Acid gas removal (“gas sweetening”) is usually done with amine scrubbers — aqueous solutions of MDEA, MEA, or DEA that chemically absorb H₂S/CO₂ in tall absorber towers before thermal regeneration. Dozens of sweetening processes exist, but “regenerative absorption into a liquid agent” is overwhelmingly used; amine plants routinely achieve H₂S below pipeline specs (typically <4 ppm) (gasprocessingnews.com) (gasprocessingnews.com). Commercial packages such as CO₂/H₂S removal amine solvent are specified in this role.

Sulfur recovery typically follows. The H₂S‑rich “acid gas” from amine units is converted to elemental sulfur in a Claus plant; modern Swiss‑site installations achieve >99% recovery, producing sulfur (S₈) for sale into fertilizer value chains.

Hydrocarbon dew‑point control protects pipelines and monetizes liquids. Low‑temperature processes or lean‑oil absorption pull out NGLs (ethane, propane, butanes), leaving “sales gas” within dew‑point specs while yielding valuable liquids.

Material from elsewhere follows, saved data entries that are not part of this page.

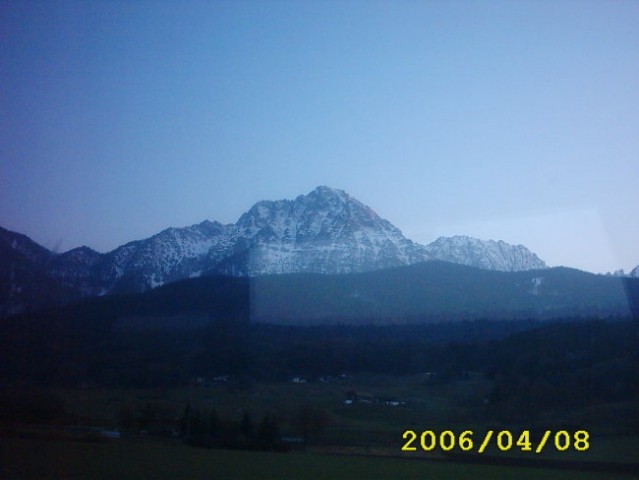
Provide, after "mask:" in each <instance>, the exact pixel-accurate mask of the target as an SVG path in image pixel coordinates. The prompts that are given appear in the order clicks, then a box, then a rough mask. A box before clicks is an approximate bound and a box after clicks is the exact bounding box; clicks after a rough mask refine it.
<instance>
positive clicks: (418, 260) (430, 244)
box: [0, 187, 545, 315]
mask: <svg viewBox="0 0 639 480" xmlns="http://www.w3.org/2000/svg"><path fill="white" fill-rule="evenodd" d="M0 244H1V248H3V250H2V251H1V252H0V253H3V252H4V253H3V255H2V256H3V257H6V258H7V259H10V261H4V262H1V263H0V279H1V280H2V282H3V283H2V285H1V287H2V290H1V291H0V296H1V298H0V309H1V311H0V315H7V314H10V313H16V312H19V311H21V310H25V309H26V310H28V309H33V308H37V307H40V306H43V305H50V304H55V303H58V302H65V301H67V299H68V298H78V297H88V296H99V295H105V294H113V293H132V292H143V291H146V290H149V289H152V288H155V287H157V286H160V285H164V284H167V283H171V282H174V281H177V280H181V279H185V278H192V277H198V276H201V275H215V274H226V275H234V276H260V275H271V274H285V273H321V274H347V273H360V272H368V271H375V270H380V269H385V268H391V267H399V266H406V265H413V264H417V263H421V262H424V261H427V260H431V259H440V260H445V261H449V262H454V263H460V264H463V265H469V266H476V267H480V268H484V269H490V270H501V271H522V270H529V269H540V268H545V264H544V263H543V262H542V261H541V260H539V258H538V257H537V256H536V255H534V254H533V253H531V252H530V251H529V250H527V249H526V248H525V247H523V246H521V245H519V246H512V245H508V244H506V243H505V242H493V241H489V242H484V241H481V240H478V239H473V238H469V237H452V238H440V239H438V240H436V241H435V242H433V243H432V244H430V245H428V246H426V247H425V246H423V245H420V244H417V243H415V242H413V241H411V240H409V239H407V238H406V237H404V235H403V234H402V232H401V231H400V230H399V229H398V228H396V227H395V226H393V225H392V224H391V223H390V222H389V221H387V220H385V219H383V218H381V217H379V215H377V214H376V213H375V212H374V211H373V210H372V209H371V208H370V207H368V206H366V205H364V204H362V203H361V202H359V201H358V200H357V199H355V198H353V197H351V196H350V195H348V194H347V193H346V192H344V191H342V190H336V189H332V188H329V187H317V188H316V189H315V190H313V191H312V192H310V193H309V194H307V195H300V196H298V197H297V198H295V199H294V200H279V201H261V202H258V203H256V204H255V205H254V206H253V207H252V208H251V209H249V210H248V211H247V212H246V213H244V214H243V215H242V216H241V217H240V218H239V220H238V221H237V223H235V224H228V225H223V224H221V223H219V222H210V221H204V222H202V223H200V224H197V225H192V226H190V227H185V228H168V229H166V230H164V231H162V232H160V233H158V234H156V235H154V236H152V237H150V238H146V239H143V240H136V241H133V242H129V243H127V244H125V245H122V246H120V247H118V248H116V249H114V250H112V251H111V252H108V253H105V254H102V253H98V252H95V251H94V250H91V249H90V248H88V247H80V248H76V249H73V250H71V251H68V252H65V253H63V254H61V255H57V254H54V253H53V252H50V251H48V250H47V249H45V248H43V247H41V246H39V245H37V244H36V243H35V242H33V241H31V240H30V239H28V238H27V237H25V236H24V235H20V234H17V233H14V232H9V231H8V230H2V231H1V232H0ZM27 272H28V273H27ZM54 291H55V292H57V293H51V292H54ZM47 292H49V293H47Z"/></svg>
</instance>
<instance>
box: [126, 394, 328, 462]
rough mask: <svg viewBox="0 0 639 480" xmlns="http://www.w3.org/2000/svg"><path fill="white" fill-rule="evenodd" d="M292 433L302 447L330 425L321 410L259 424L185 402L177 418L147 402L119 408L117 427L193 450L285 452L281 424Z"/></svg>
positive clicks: (323, 430)
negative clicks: (204, 448)
mask: <svg viewBox="0 0 639 480" xmlns="http://www.w3.org/2000/svg"><path fill="white" fill-rule="evenodd" d="M283 423H285V424H286V425H285V426H287V427H288V431H290V432H294V434H295V435H297V437H295V439H296V440H298V441H299V444H300V445H301V446H305V445H307V444H308V443H309V442H313V441H315V440H317V439H319V438H320V436H321V434H322V432H323V431H324V429H325V428H326V427H327V426H328V424H329V415H328V414H327V412H326V411H325V410H323V409H320V408H317V407H314V406H311V405H300V406H299V407H298V408H297V409H296V410H295V411H294V412H292V414H291V416H290V417H287V418H281V417H278V416H276V415H273V414H269V413H266V414H264V415H263V416H262V417H261V418H260V420H259V421H255V420H254V417H253V415H252V414H251V413H250V412H248V411H243V412H242V414H241V416H239V417H238V418H224V417H221V416H220V415H218V413H217V411H216V410H215V409H214V408H213V409H210V410H208V411H207V410H205V409H202V408H197V407H194V406H192V405H191V403H190V402H188V403H187V404H186V405H185V406H184V409H183V410H182V411H181V412H180V413H179V415H176V412H175V409H174V408H173V406H171V405H170V404H168V403H161V402H146V403H139V404H135V405H131V404H127V405H123V406H122V407H121V408H120V411H119V415H118V425H119V428H120V430H121V431H123V432H128V433H132V434H140V433H143V434H149V435H154V436H167V437H174V438H175V437H179V438H181V439H183V440H184V441H185V442H186V443H187V444H189V445H191V446H195V447H205V448H226V449H242V450H260V451H286V450H288V449H289V447H290V444H289V443H287V442H285V441H284V440H283V438H282V424H283Z"/></svg>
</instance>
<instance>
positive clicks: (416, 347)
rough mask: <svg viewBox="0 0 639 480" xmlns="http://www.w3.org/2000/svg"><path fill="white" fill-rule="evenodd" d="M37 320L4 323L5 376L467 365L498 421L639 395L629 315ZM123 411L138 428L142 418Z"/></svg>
mask: <svg viewBox="0 0 639 480" xmlns="http://www.w3.org/2000/svg"><path fill="white" fill-rule="evenodd" d="M32 320H33V321H32V322H29V323H24V322H23V323H14V324H11V325H9V324H5V326H4V327H5V328H4V330H3V331H2V332H1V333H2V336H3V338H2V340H3V341H2V345H0V347H2V348H0V382H2V381H6V382H14V383H15V382H27V383H28V382H31V383H33V384H36V385H40V386H46V385H50V386H77V385H87V384H88V385H95V386H103V387H107V388H117V387H135V388H147V387H169V386H184V385H188V384H190V383H191V382H192V380H193V379H194V378H196V377H204V378H213V377H215V376H218V375H228V376H230V377H231V378H244V379H246V378H248V379H251V380H252V381H256V380H257V381H260V380H268V381H277V380H284V379H288V378H290V377H292V376H304V377H305V378H307V379H309V380H311V381H312V379H313V378H319V377H321V376H336V375H339V374H340V373H344V372H346V373H358V372H374V373H386V374H392V375H404V374H411V373H420V372H437V374H438V375H437V377H436V378H437V379H438V381H440V382H447V381H451V380H455V379H462V378H465V377H466V376H467V373H468V372H470V371H472V372H475V373H479V374H482V375H483V376H484V377H485V378H487V379H489V380H490V381H492V383H493V385H494V388H493V391H492V393H491V395H490V398H488V399H487V400H488V402H489V406H490V407H489V408H490V409H491V414H492V415H494V416H495V417H497V418H499V419H505V420H508V419H513V420H525V421H531V420H534V419H535V418H540V417H542V416H543V415H544V414H545V413H547V412H550V411H571V410H576V409H588V408H596V407H597V406H599V405H603V404H611V403H615V402H616V403H619V402H622V403H625V404H626V405H628V404H629V402H630V403H632V402H635V404H637V403H639V322H637V321H636V320H630V319H610V320H608V321H602V320H592V321H587V320H583V319H563V320H558V321H554V322H545V323H544V322H538V321H525V320H517V321H514V320H513V321H488V320H486V321H461V322H442V323H439V324H421V325H394V326H373V325H368V326H344V325H333V326H321V327H293V326H275V325H268V324H252V323H249V322H248V321H247V316H246V315H245V314H244V313H241V312H240V313H237V312H236V313H233V312H229V313H228V314H227V315H225V316H216V317H215V318H212V319H211V320H210V321H208V322H206V323H204V324H201V323H200V324H199V325H198V326H197V328H193V329H184V328H181V329H171V328H166V326H163V328H162V329H157V328H156V329H154V328H153V325H152V322H151V324H150V325H148V326H145V327H144V328H140V329H137V330H127V329H125V328H121V327H118V326H117V325H113V324H111V323H109V322H110V321H108V320H104V321H96V322H90V323H87V322H82V321H81V319H78V318H75V317H73V318H70V319H65V318H61V317H56V318H49V319H47V318H44V317H42V318H41V319H39V320H37V319H35V320H34V319H32ZM45 322H47V323H46V325H45ZM8 325H9V326H8ZM9 327H10V328H9ZM147 327H148V328H147ZM13 405H14V406H15V408H19V406H16V405H17V404H16V402H14V403H13ZM633 405H634V404H633ZM31 410H32V411H34V412H37V411H38V409H37V408H36V407H34V408H33V409H31ZM625 411H627V410H625ZM149 415H151V412H147V416H149ZM130 417H131V418H132V420H131V421H132V422H138V424H140V425H141V423H140V421H141V420H140V419H141V418H145V417H144V416H141V415H139V414H138V413H135V415H131V416H130ZM194 418H195V419H196V420H197V421H196V424H200V423H201V422H200V420H198V417H197V416H195V417H194ZM198 422H199V423H198ZM142 423H144V421H143V420H142ZM259 425H260V423H258V424H257V426H256V428H255V432H259V430H260V429H259V428H258V427H259ZM138 428H140V429H144V428H142V427H140V426H138ZM197 428H199V427H196V428H195V430H194V432H195V431H197ZM209 434H210V432H209ZM256 435H257V433H256ZM216 441H217V440H216ZM245 442H248V443H251V442H257V443H259V441H257V439H256V438H255V439H251V440H250V441H249V440H247V439H245Z"/></svg>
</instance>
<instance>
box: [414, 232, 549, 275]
mask: <svg viewBox="0 0 639 480" xmlns="http://www.w3.org/2000/svg"><path fill="white" fill-rule="evenodd" d="M426 251H427V252H428V254H429V255H430V256H431V257H432V258H436V259H438V260H444V261H447V262H452V263H460V264H462V265H468V266H471V267H477V268H483V269H486V270H499V271H503V272H519V271H525V270H538V269H543V268H547V266H546V264H545V263H544V262H543V261H542V260H540V259H539V257H538V256H537V255H535V254H534V253H532V252H531V251H530V250H528V249H527V248H526V247H524V246H523V245H510V244H508V243H506V242H503V241H501V240H500V241H498V242H495V241H494V240H488V241H485V240H479V239H477V238H471V237H466V236H454V237H440V238H438V239H437V240H435V241H434V242H433V243H430V244H429V245H427V246H426Z"/></svg>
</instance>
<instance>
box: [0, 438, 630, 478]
mask: <svg viewBox="0 0 639 480" xmlns="http://www.w3.org/2000/svg"><path fill="white" fill-rule="evenodd" d="M0 449H1V450H0V478H2V479H4V480H9V479H39V480H45V479H70V480H72V479H89V478H90V479H104V480H111V479H118V480H128V479H131V480H133V479H135V480H140V479H158V478H161V479H167V480H168V479H171V480H173V479H175V480H178V479H184V480H187V479H189V480H197V479H216V478H225V479H246V480H251V479H278V480H287V479H300V478H312V479H318V480H321V479H327V480H340V479H354V478H367V479H389V480H390V479H393V480H394V479H399V478H401V479H415V480H417V479H419V480H422V479H425V478H428V479H431V480H437V479H450V478H454V479H473V480H482V479H497V480H506V479H513V480H515V479H516V480H527V479H531V480H532V479H539V478H543V479H544V480H553V479H558V480H559V479H561V480H571V479H579V480H589V479H593V480H594V479H600V478H607V479H611V480H622V479H630V478H636V477H633V476H629V475H612V474H605V475H603V476H602V474H600V473H585V472H572V471H568V470H549V469H539V468H519V467H503V466H490V465H457V464H452V463H441V462H431V461H425V460H411V459H396V458H374V457H362V456H337V455H319V454H313V453H258V452H237V451H224V450H204V449H195V448H189V447H186V446H183V445H180V444H168V443H162V442H158V441H152V440H138V439H121V440H112V441H109V442H105V443H82V442H72V441H46V440H33V439H15V438H13V439H2V443H1V447H0Z"/></svg>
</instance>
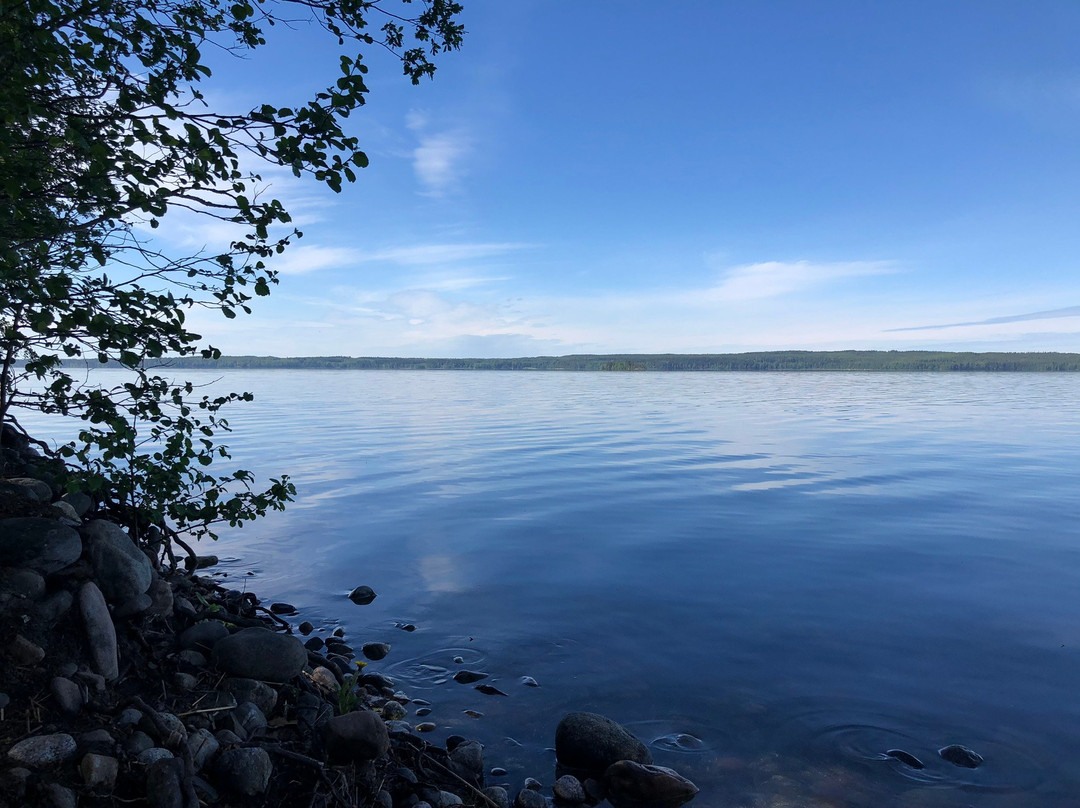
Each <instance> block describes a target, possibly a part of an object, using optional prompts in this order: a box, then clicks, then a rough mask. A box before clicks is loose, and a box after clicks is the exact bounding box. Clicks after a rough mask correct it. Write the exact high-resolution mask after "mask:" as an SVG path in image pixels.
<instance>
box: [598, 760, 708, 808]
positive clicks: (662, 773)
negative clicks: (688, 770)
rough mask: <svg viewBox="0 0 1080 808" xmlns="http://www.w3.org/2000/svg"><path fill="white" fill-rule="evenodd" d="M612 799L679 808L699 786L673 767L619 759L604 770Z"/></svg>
mask: <svg viewBox="0 0 1080 808" xmlns="http://www.w3.org/2000/svg"><path fill="white" fill-rule="evenodd" d="M604 781H605V783H606V785H607V791H608V799H609V800H610V802H611V803H612V804H615V805H620V804H630V805H648V806H650V807H651V808H675V807H676V806H679V805H683V804H684V803H687V802H689V800H691V799H693V797H694V795H696V794H697V793H698V791H699V790H698V786H697V785H694V784H693V783H691V782H690V781H689V780H687V779H686V778H685V777H683V776H681V775H679V773H678V772H677V771H675V770H673V769H669V768H665V767H663V766H649V765H645V764H639V763H634V762H633V760H619V762H618V763H615V764H612V765H611V766H609V767H608V769H607V771H605V772H604Z"/></svg>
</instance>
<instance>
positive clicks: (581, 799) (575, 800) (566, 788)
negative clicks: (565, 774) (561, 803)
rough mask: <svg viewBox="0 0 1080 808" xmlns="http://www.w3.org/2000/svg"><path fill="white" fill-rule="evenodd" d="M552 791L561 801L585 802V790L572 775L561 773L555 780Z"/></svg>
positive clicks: (578, 802)
mask: <svg viewBox="0 0 1080 808" xmlns="http://www.w3.org/2000/svg"><path fill="white" fill-rule="evenodd" d="M552 792H553V793H554V794H555V798H556V799H559V800H561V802H563V803H571V804H573V805H577V804H578V803H584V802H585V790H584V787H583V786H582V785H581V782H580V781H579V780H578V778H576V777H573V775H563V777H561V778H559V779H558V780H556V781H555V784H554V785H553V786H552Z"/></svg>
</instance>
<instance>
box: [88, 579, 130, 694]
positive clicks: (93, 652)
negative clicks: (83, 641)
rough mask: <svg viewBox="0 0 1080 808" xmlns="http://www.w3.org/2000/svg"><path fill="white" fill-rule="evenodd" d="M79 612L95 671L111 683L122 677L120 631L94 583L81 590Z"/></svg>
mask: <svg viewBox="0 0 1080 808" xmlns="http://www.w3.org/2000/svg"><path fill="white" fill-rule="evenodd" d="M79 608H80V610H81V611H82V621H83V624H84V625H85V627H86V641H87V642H89V644H90V657H91V660H93V663H94V670H95V671H97V672H98V673H99V674H102V675H103V676H105V678H106V679H108V681H109V682H111V681H112V679H114V678H116V677H117V676H119V675H120V659H119V657H118V656H117V630H116V628H114V627H113V625H112V617H111V616H110V615H109V607H108V606H106V605H105V596H104V595H103V594H102V590H99V589H98V588H97V584H96V583H94V582H93V581H86V582H85V583H84V584H82V588H81V589H80V590H79Z"/></svg>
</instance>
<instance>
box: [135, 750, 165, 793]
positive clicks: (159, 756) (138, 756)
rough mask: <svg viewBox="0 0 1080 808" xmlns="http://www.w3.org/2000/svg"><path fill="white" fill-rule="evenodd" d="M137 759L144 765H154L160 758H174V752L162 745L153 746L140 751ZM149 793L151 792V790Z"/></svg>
mask: <svg viewBox="0 0 1080 808" xmlns="http://www.w3.org/2000/svg"><path fill="white" fill-rule="evenodd" d="M135 759H136V760H138V762H139V763H140V764H143V765H144V766H152V765H153V764H156V763H158V762H159V760H172V759H173V753H172V752H170V751H168V750H167V749H163V748H161V746H151V748H150V749H147V750H143V751H141V752H139V753H138V755H136V756H135ZM147 793H148V794H149V790H148V791H147Z"/></svg>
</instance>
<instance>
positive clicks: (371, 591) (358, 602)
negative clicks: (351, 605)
mask: <svg viewBox="0 0 1080 808" xmlns="http://www.w3.org/2000/svg"><path fill="white" fill-rule="evenodd" d="M377 596H378V595H376V594H375V590H374V589H372V588H370V587H356V589H354V590H353V591H352V592H350V593H349V600H350V601H352V602H353V603H354V604H356V605H357V606H367V604H369V603H370V602H372V601H374V600H375V598H376V597H377Z"/></svg>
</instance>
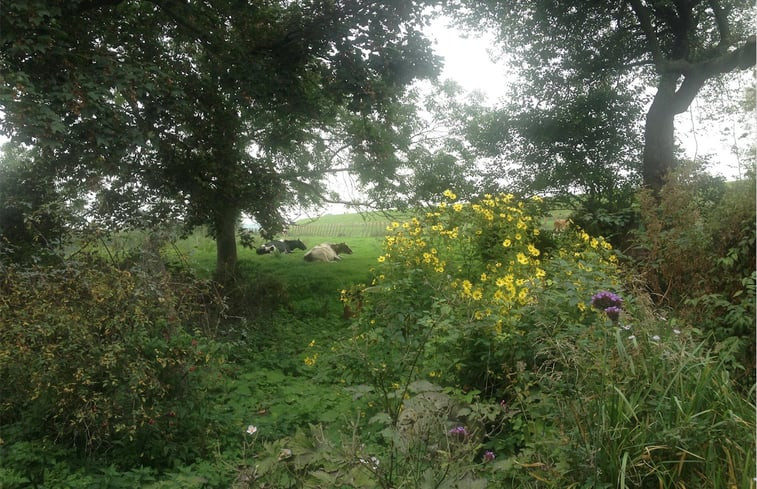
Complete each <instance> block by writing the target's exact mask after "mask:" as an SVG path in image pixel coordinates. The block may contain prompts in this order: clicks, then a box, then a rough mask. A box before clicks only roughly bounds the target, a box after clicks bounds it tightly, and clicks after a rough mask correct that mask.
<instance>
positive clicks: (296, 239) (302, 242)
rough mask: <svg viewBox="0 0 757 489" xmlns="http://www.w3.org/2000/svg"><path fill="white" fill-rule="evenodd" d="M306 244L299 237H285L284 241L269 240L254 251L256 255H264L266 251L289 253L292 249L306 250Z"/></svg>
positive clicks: (282, 252)
mask: <svg viewBox="0 0 757 489" xmlns="http://www.w3.org/2000/svg"><path fill="white" fill-rule="evenodd" d="M306 249H307V246H305V243H303V242H302V241H300V240H299V239H286V240H284V241H280V240H274V241H269V242H267V243H266V244H264V245H263V246H259V247H258V248H257V249H256V250H255V252H256V253H257V254H258V255H265V254H267V253H273V252H274V251H278V252H279V253H291V252H292V251H294V250H306Z"/></svg>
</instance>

Water removal is essential because raw produced gas is fully saturated with vapor. Almost all gas is dehydrated, most commonly via TEG (triethylene glycol) contactors that deliver typical water contents below ~7 lb/MMscf. For ultra‑dry service — e.g., LNG feed requiring very low dew points (below around −80°C) — molecular sieve (zeolite) adsorption beds are used with periodic hot‑gas regeneration (onepetro.org).

Trace contaminants demand targeted polishing. Mercury, when present even at minute levels, can poison downstream catalysts; it is removed using adsorbents such as activated carbon or specialty zinc‑sulfide media. Other impurities like mercaptans (RSHs) or particulates are handled with tailored scrubbers or filters as required by spec.

Process selection follows the gas. Very high raw CO₂ may justify physical solvents (e.g., Selexol) or hybrids. Emerging methods — membranes or ionic liquids — are under development but are not yet widespread upstream; in advanced fields, membrane pre‑removal of CO₂ ahead of amines can cut energy use (gasprocessingnews.com). In Indonesia, gas with >50% “impure” components often triggers a technical/economic study to justify sale or flaring under ESDM 17/2021 (flaringventingregulations.worldbank.org).

The bottom line on flaring

Maximizing capture and use of associated gas is technically feasible and frequently economic. The toolkit spans pipelines and re‑injection to FGRUs, on‑site power, LNG/CNG, GTL, and full‑spec processing trains. The emissions upside is immediate: one study estimates that converting a flare to productive use can reduce CO₂ by ~90% relative to flaring, while on‑site power from flare gas is “often economically justifiable” (www.sciencedirect.com) (www.sciencedirect.com). The constraint, as the IEA emphasizes, is infrastructure and policy — if there is no outlet, gas is flared or, worse, vented (www.iea.org).

With regulators pricing methane, the World Bank pushing Zero Routine Flaring by 2030, and case studies like Indonesia’s decline from 3.5 bcm (2012) to 1.7 bcm (2022), the path is clear: capture the gas, clean it, and sell it — so the world stops lighting billions on fire (flaringventingregulations.worldbank.org) (www.worldbank.org) (www.reuters.com) (www.iea.org).